Oleg Goldievsky, the UK's most important Cold War dual agent within the KGB, passed away at his home in Sally, 86.
Goldievsky, who eventually fled to Britain from Moscow under the threat of exposure, was considered an important agent working for the British intelligence agency working within the Soviet Union.
Counterterrorism police were said to be supporting the coroner, but his death at Surry's home was not treated as suspicious.
Goldievsky's career as a double agent might have come from John Le Carré's novel about the heights of the deadly and dangerous spy wars of the Cold War.
Gordievsky, a KGB colonel, the predecessor of the present FSB, provided information to Mi6 and Mi5, who led to the expulsion of dozens of Russian agents in the UK.
However, it was generally agreed that his most important contribution was his warning to increasingly paranoid thoughts within the Kremlin regarding the Western nuclear attitude during Thatcher Reagan era.
NATO cut down major military exercises and avoided potentially dangerous escalations.
After the intercept information suggested he had concerns about Soviet policy, he smashed the Prague Spring crush in 1968 while stationed in Denmark – after he was recruited as a British spy under the codename “Sunbeam” in the 1970s before being posted to London as the KGB rezide – Or station chief.
Although he was believed to have provided many valuable intelligence, his claim in the book that former Labour leader Michael Foott is a Soviet “agent of influence” would ultimately lead to a considerable off-court settlement.

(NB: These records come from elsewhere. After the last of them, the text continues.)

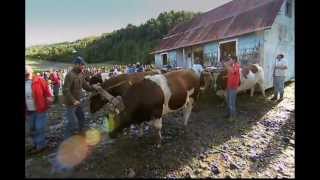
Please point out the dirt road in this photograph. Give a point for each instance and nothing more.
(259, 144)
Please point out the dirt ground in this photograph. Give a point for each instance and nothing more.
(260, 144)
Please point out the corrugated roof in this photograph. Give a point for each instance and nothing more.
(229, 20)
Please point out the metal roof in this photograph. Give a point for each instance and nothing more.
(232, 19)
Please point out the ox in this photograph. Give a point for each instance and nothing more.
(249, 76)
(154, 96)
(116, 86)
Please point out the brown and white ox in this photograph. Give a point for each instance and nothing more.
(116, 86)
(249, 76)
(154, 96)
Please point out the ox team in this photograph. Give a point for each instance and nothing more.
(147, 96)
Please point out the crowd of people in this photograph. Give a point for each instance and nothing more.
(43, 89)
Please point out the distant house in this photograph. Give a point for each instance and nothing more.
(254, 30)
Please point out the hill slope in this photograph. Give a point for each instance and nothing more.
(127, 45)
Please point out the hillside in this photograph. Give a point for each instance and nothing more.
(127, 45)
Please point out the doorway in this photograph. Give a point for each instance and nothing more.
(164, 59)
(198, 56)
(227, 49)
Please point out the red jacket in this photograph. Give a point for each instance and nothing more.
(55, 79)
(40, 91)
(234, 77)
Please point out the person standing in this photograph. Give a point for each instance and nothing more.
(233, 83)
(38, 98)
(139, 67)
(72, 87)
(279, 75)
(55, 79)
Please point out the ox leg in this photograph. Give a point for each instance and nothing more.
(157, 123)
(252, 91)
(187, 111)
(140, 131)
(262, 89)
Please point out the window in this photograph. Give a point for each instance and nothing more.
(289, 8)
(164, 59)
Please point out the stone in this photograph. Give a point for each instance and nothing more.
(286, 140)
(234, 166)
(205, 173)
(131, 173)
(214, 169)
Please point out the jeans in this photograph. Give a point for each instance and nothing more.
(278, 83)
(37, 125)
(231, 98)
(75, 120)
(56, 93)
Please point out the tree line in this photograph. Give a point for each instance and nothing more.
(127, 45)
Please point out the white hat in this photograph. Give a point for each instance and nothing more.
(28, 69)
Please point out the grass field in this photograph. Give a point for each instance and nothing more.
(42, 65)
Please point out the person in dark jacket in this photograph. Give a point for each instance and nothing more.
(56, 82)
(139, 68)
(38, 98)
(72, 87)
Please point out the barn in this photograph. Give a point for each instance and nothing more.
(254, 30)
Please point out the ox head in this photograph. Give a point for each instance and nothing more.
(95, 79)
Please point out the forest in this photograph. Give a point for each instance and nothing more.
(126, 45)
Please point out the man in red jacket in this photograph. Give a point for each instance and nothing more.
(38, 97)
(233, 83)
(56, 82)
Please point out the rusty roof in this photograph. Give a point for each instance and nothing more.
(232, 19)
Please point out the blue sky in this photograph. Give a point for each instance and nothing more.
(51, 21)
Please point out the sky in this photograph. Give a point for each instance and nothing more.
(52, 21)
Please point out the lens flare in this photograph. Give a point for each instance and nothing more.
(109, 123)
(93, 137)
(72, 151)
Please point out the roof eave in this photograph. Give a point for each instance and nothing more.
(211, 40)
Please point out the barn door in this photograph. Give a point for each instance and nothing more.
(227, 49)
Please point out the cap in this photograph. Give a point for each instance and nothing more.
(79, 60)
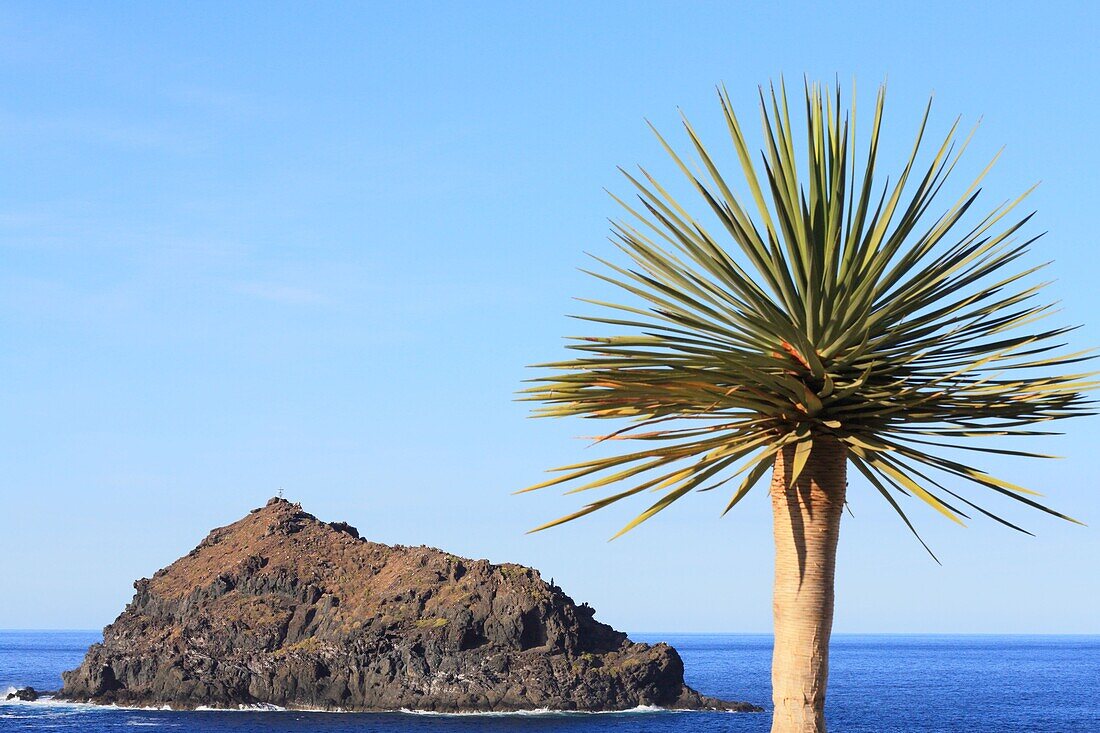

However, Gordievsky exposed the activities of Michael Bettany, a disgruntled alcoholic MI5 officer, who approached Russia to reveal how some Soviet agents were discovered by the British Intelligence Report.
However, his secret career as a British spy, and his life, was threatened after a tip-off from Aldrich Ames, a CIA officer working for the Soviets. He was recalled to Moscow in 1985 and was placed under surveillance despite being offered an opportunity for flaws by London.
Realizing the dangers in Moscow, he caused a long-standing extraction by MI6, evading the KGB watcher while jogging, and fled to escape to the Finnish border where he was safely smuggled.
Explaining his motivation, Goldievsky stated, “I hated the communist system, I wanted to fight it.”
“Gordievsky was once described to me by a man in Mi6 as the only true ideological Soviet spy he could think of,” Journalist Mark Urban wrote to X after the news of his death.
“He tried to undermine the Soviet Union by diminishing it and passing its secret intelligence to the West.”
After his exile in the UK, Goldievsky lived near the Godol family in Surrey. There, his identity was protected.
However, as Richard Norton Taylor points out in his obituary of his guardians, he was lonely without his family and “and suffered from withdrawal symptoms, which are often experienced after their secret lives and the excitement of asylum.”
Later, with the encouragement of MI6, he wrote several books, including one that would encourage honor-loss actions from his feet.
In 2007, Goldievsky was honored by Queen Elizabeth II of St. Michael and St. George's most prominent group of order.
His first marriage to KGB executive Elena Akopian ended with a divorce. In 1979 he married Leila Alieva. Leila Alieva met in Copenhagen, where she worked for the World Health Organization. They had two daughters, Maria and Anna, who are believed to still live in the UK.